Another thing which has to be mentioned is that the four attack types can be subdivided into more specific classes. For example, back, land, neptune, and pod all belong to Denial of Service (DOS) attack. There are 15 extra subclasses only in the testing dataset. This way of data segmentation decreases the scores of accuracy and recall, but can get a better inspection of model generalization performance.
Dynamic Deep Forest has good generalization performance for two points: (1) In the KDD’99 [
23], most of the new attacks are variants of known attacks and the “signature” of known attacks can be sufficient to catch these variants. Our model has a dynamic selector to combine network features and strengthen representation learning ability. So, it has good generalization performance to capture features from new attacks. (2) As experiment results show, Dynamic Deep Forest obtains higher recall and precision in the situation that 15 extra subclasses are only included in the testing dataset.
Besides, we calculate average-cost to measure the consequence of misclassification. Using Equation (8), the values of average-cost are 0.192 in DBN, 0.178 in XGB, and 0.171 in DDF. The lower the average-cost is, the fewer risks will be taken in real network intrusion environment. Therefore, dynamic deep forest is the most reliable among the comparative models.

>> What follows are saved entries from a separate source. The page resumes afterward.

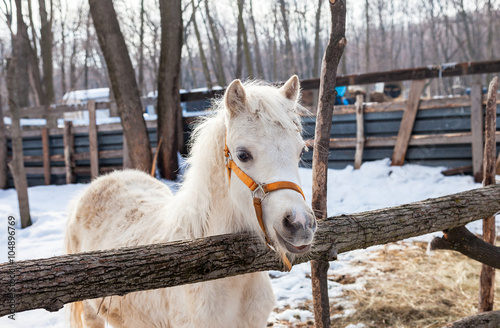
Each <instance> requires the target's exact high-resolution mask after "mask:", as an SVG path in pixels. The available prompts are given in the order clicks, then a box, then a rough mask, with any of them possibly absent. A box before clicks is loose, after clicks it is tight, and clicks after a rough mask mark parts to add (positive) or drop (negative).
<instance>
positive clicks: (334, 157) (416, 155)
mask: <svg viewBox="0 0 500 328" xmlns="http://www.w3.org/2000/svg"><path fill="white" fill-rule="evenodd" d="M402 114H403V112H402V111H397V112H375V113H374V112H370V113H365V115H364V120H365V124H364V127H365V136H366V137H391V136H397V134H398V130H399V125H400V122H401V117H402ZM498 116H500V105H499V106H497V117H498ZM184 128H185V131H186V133H185V140H186V141H187V140H188V138H189V135H190V131H191V129H192V126H190V125H187V124H185V126H184ZM314 128H315V117H304V118H303V129H304V138H305V139H312V138H313V137H314ZM497 130H500V118H499V119H497ZM148 132H149V139H150V142H151V146H152V147H156V128H148ZM459 132H470V107H455V108H438V109H426V110H419V111H418V113H417V117H416V121H415V125H414V128H413V135H425V134H443V133H459ZM355 137H356V117H355V114H347V115H334V116H333V120H332V131H331V138H355ZM49 144H50V154H51V155H57V154H59V155H62V154H63V153H64V147H63V137H62V134H61V135H50V136H49ZM74 144H75V153H77V154H78V153H88V152H89V139H88V134H87V133H75V135H74ZM98 147H99V151H105V150H121V149H122V148H123V136H122V133H121V131H102V132H98ZM499 150H500V140H499V141H498V142H497V153H498V151H499ZM8 151H9V155H11V144H10V140H8ZM23 151H24V155H25V156H42V154H43V153H42V141H41V137H40V136H37V137H24V138H23ZM392 151H393V147H365V149H364V152H363V162H366V161H373V160H379V159H384V158H391V156H392ZM354 152H355V149H354V148H336V149H330V155H329V167H330V168H334V169H342V168H345V167H346V166H347V165H354ZM406 162H407V163H413V164H421V165H428V166H444V167H448V168H452V167H459V166H465V165H471V163H472V153H471V145H470V144H453V145H426V146H410V147H409V148H408V152H407V154H406ZM302 165H303V166H305V167H311V166H312V151H309V152H306V153H305V154H304V157H303V163H302ZM25 166H26V167H28V168H29V167H39V168H41V167H43V163H42V162H41V161H39V162H32V161H31V162H25ZM76 166H77V167H82V166H84V167H85V166H87V167H88V166H90V161H89V160H77V161H76ZM99 166H100V167H101V168H106V167H108V168H116V167H121V166H122V158H121V156H120V157H116V158H100V159H99ZM51 167H53V168H55V167H60V168H64V161H51ZM61 171H62V170H61ZM75 174H76V182H77V183H86V182H89V181H90V173H88V174H87V173H85V174H82V173H78V172H76V173H75ZM51 182H52V184H65V176H64V174H52V175H51ZM28 184H29V186H36V185H43V184H44V176H43V173H40V174H28ZM9 186H10V187H14V183H13V181H12V178H11V177H10V175H9Z"/></svg>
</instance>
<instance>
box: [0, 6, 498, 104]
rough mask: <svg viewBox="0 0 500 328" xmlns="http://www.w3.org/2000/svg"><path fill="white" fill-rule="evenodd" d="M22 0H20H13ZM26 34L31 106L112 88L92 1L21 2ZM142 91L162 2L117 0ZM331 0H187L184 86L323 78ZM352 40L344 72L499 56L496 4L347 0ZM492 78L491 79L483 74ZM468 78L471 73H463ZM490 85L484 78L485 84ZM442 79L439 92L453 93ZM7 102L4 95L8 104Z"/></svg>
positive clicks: (145, 78)
mask: <svg viewBox="0 0 500 328" xmlns="http://www.w3.org/2000/svg"><path fill="white" fill-rule="evenodd" d="M15 1H20V0H15ZM13 2H14V1H13V0H3V1H2V3H0V9H1V13H2V19H3V21H4V22H1V24H3V27H2V28H1V29H0V31H1V32H0V58H1V59H2V65H1V67H0V91H1V95H2V99H6V98H7V97H6V87H5V75H6V74H5V72H6V67H5V66H6V65H5V60H4V59H5V58H7V57H9V56H10V54H11V49H12V44H11V35H10V32H9V29H12V30H13V31H14V32H15V31H16V28H17V20H18V19H19V17H16V16H17V12H16V6H15V5H14V4H13ZM21 5H22V8H23V13H22V14H23V15H22V18H23V21H24V23H25V25H26V39H29V48H30V49H27V50H26V53H27V54H28V55H27V56H29V61H28V62H29V66H30V69H29V81H30V87H31V88H30V89H31V92H30V97H29V102H27V103H25V104H21V105H26V106H28V105H30V106H34V105H39V104H44V103H45V104H47V103H60V102H61V98H62V96H63V95H64V93H66V92H68V91H70V90H79V89H88V88H99V87H108V86H109V77H108V71H107V68H106V64H105V60H104V56H103V54H102V51H101V49H100V47H99V43H98V42H97V36H96V32H95V29H94V25H93V22H92V19H91V15H90V14H89V5H88V2H87V1H85V0H78V1H68V0H23V1H22V2H21ZM114 5H115V8H116V12H117V16H118V21H119V23H120V28H121V30H122V33H123V35H124V37H125V40H126V43H127V47H128V51H129V54H130V58H131V60H132V63H133V66H134V69H135V72H136V79H137V83H138V86H139V89H140V92H141V95H143V96H145V95H147V93H148V92H150V91H153V90H156V86H157V77H158V70H159V57H160V41H161V24H160V10H159V1H158V0H140V1H127V0H116V1H114ZM327 5H328V4H327V1H326V0H314V1H305V0H278V1H264V0H237V1H230V0H223V1H213V0H184V1H183V2H182V15H183V22H184V46H183V49H182V64H181V88H183V89H187V90H190V89H194V88H200V87H209V88H210V87H212V86H215V85H227V84H228V83H229V82H230V81H231V80H232V79H234V78H242V79H247V78H262V79H265V80H270V81H283V80H285V79H287V78H288V77H289V76H290V75H291V74H294V73H296V74H298V75H299V77H300V78H301V79H307V78H315V77H319V71H320V67H319V66H320V63H321V56H322V54H323V51H324V49H325V47H326V42H327V38H328V35H327V34H328V33H327V32H328V30H329V28H328V24H329V21H330V19H329V12H328V6H327ZM347 6H348V8H347V28H346V35H347V39H348V43H347V47H346V49H345V53H344V56H343V58H342V61H341V63H340V67H339V73H340V74H356V73H365V72H374V71H384V70H389V69H396V68H408V67H417V66H426V65H433V64H440V63H449V62H461V61H479V60H488V59H494V58H498V54H499V53H500V45H499V42H498V40H499V36H498V34H497V31H499V30H500V1H499V0H476V1H464V0H429V1H424V2H413V1H410V2H406V1H400V0H389V1H387V0H375V1H369V0H357V1H348V3H347ZM485 78H487V77H485ZM463 79H470V78H463ZM484 82H485V81H484ZM457 83H458V84H467V80H466V81H465V82H464V81H460V79H454V80H451V79H445V80H443V81H441V82H436V83H434V84H435V85H434V84H433V86H432V87H431V93H432V95H436V94H449V93H450V92H451V86H452V84H457ZM2 107H3V108H5V107H6V106H5V101H4V106H2Z"/></svg>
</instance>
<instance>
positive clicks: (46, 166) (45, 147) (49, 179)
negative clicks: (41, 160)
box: [42, 127, 50, 185]
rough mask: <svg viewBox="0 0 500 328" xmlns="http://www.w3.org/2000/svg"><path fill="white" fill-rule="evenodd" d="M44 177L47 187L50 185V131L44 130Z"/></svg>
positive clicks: (42, 135) (42, 148)
mask: <svg viewBox="0 0 500 328" xmlns="http://www.w3.org/2000/svg"><path fill="white" fill-rule="evenodd" d="M42 151H43V177H44V180H45V184H46V185H50V143H49V129H48V128H47V127H43V128H42Z"/></svg>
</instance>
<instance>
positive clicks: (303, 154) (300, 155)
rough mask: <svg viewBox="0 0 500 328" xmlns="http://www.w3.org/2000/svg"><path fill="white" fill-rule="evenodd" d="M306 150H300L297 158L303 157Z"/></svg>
mask: <svg viewBox="0 0 500 328" xmlns="http://www.w3.org/2000/svg"><path fill="white" fill-rule="evenodd" d="M306 150H307V147H304V148H302V151H301V152H300V156H299V158H300V157H302V156H304V153H305V152H306Z"/></svg>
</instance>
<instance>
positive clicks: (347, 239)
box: [0, 185, 500, 316]
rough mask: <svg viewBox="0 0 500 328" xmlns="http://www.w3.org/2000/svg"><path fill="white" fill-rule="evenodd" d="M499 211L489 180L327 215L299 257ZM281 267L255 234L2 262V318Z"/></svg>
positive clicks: (445, 226)
mask: <svg viewBox="0 0 500 328" xmlns="http://www.w3.org/2000/svg"><path fill="white" fill-rule="evenodd" d="M499 210H500V185H491V186H488V187H484V188H479V189H475V190H471V191H466V192H462V193H459V194H455V195H449V196H445V197H440V198H433V199H428V200H425V201H421V202H416V203H411V204H405V205H401V206H397V207H392V208H386V209H382V210H375V211H369V212H363V213H356V214H349V215H340V216H335V217H330V218H328V219H325V220H321V221H319V222H318V230H317V232H316V234H315V242H314V245H313V248H312V251H311V252H310V253H309V254H308V255H307V256H303V257H298V258H296V260H295V261H294V263H295V264H297V263H302V262H307V261H309V260H311V259H322V260H334V259H335V258H336V256H337V254H340V253H344V252H347V251H350V250H355V249H362V248H366V247H369V246H373V245H379V244H384V243H389V242H393V241H397V240H403V239H406V238H410V237H414V236H419V235H423V234H427V233H430V232H435V231H441V230H444V229H451V228H454V227H459V226H462V225H465V224H467V223H469V222H472V221H474V220H477V219H481V218H486V217H490V216H492V215H494V214H495V213H497V212H498V211H499ZM450 213H453V215H450ZM281 269H282V264H281V263H280V261H279V257H277V256H276V254H275V253H274V252H272V251H270V250H269V249H268V248H267V247H266V246H265V245H264V244H263V243H262V241H261V240H260V238H259V237H258V236H256V235H253V234H250V233H239V234H233V235H219V236H212V237H206V238H200V239H195V240H186V241H177V242H170V243H164V244H155V245H145V246H135V247H124V248H120V249H114V250H106V251H95V252H88V253H80V254H71V255H63V256H58V257H52V258H48V259H36V260H26V261H19V262H15V263H13V264H9V263H3V264H0V316H3V315H6V314H10V313H12V312H11V311H14V312H22V311H27V310H31V309H38V308H43V309H46V310H48V311H57V310H59V309H60V308H62V306H63V305H64V304H66V303H69V302H75V301H80V300H83V299H91V298H98V297H104V296H112V295H125V294H127V293H131V292H135V291H140V290H149V289H156V288H163V287H173V286H179V285H183V284H188V283H195V282H201V281H208V280H213V279H219V278H224V277H230V276H235V275H239V274H244V273H249V272H257V271H265V270H281ZM12 281H15V286H12ZM96 286H99V288H96ZM11 287H12V288H11ZM12 299H14V300H15V302H14V306H13V307H11V304H12V303H11V302H10V300H12Z"/></svg>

We also make a further analysis for wrongly classified cases. Based on our model,
Figure 6 shows the confusion matrix of classification accuracy. On the horizontal axis is the predicted label we trained and on the vertical is the True label. The darker the color of a grid is, the higher accuracy it possesses. So it’s obvious to conclude that most of the abnormal traffic is labeled correctly. The misclassification we made is mainly due to the real intrusion U2R labeled to Normal and R2L labeled to other abnormal classes. It also makes sense in actual situations because the training samples of U2R and R2L are really limited, leading to an incomplete classification. Higher accuracy will be acquired if more training data labeled U2R and R2L can be provided.